An intervention is often needed before someone with an alcohol problem will accept professional treatment. Secretive behavior and denial are common place among alcoholics, with formal or informal intervention measures often initiated by the friends and family members of alcoholics. Invitational and confrontational approaches can both be useful depending on the person involved and extent of addiction, with the ARISE model and Systematic Family model of intervention two of the more popular systems in use today. Professionals are available at Portland alcoholism intervention and drug treatment centers, with these professionals being able to manage and facilitate intervention events.
An uncontrolled drinking problem affects more than just the addicted person. Family, friends and colleagues are also affected by changes in behavior and attitude. If someone needs alcohol rehab treatment and refuses to accept the extent of the problem, an intervention may be necessary to get them to seek the treatment they require. You don't have to go through it alone.
There are four key symptoms that define alcohol dependency:
A person with alcoholism is considerably more likely to develop some serious secondary chronic health conditions.
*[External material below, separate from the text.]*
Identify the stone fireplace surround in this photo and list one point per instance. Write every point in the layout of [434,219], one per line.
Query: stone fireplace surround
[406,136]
Liver diseases such as cirrhosis or hepatitis are common conditions that can develop in alcohol dependent people.
The risk of developing heart disease or suffering a heart attack is greatly increased. Heavy drinkers also face permanent brain damage as alcohol alters the brain's chemistry.
Alcoholics are also more predisposed to certain cancers. Liver cancer, pancreatitis, bowel cancer and cancers of the throat, mouth, esophagus and larynx are particularly high in alcoholics.
Not everyone develops alcoholism at a young age. Some people's drinking problems begin after life-changing events, such as death of a loved one, divorce or redundancy from a job. A chronic drinking disorder that develops after the age of 60 is known as late onset alcoholism.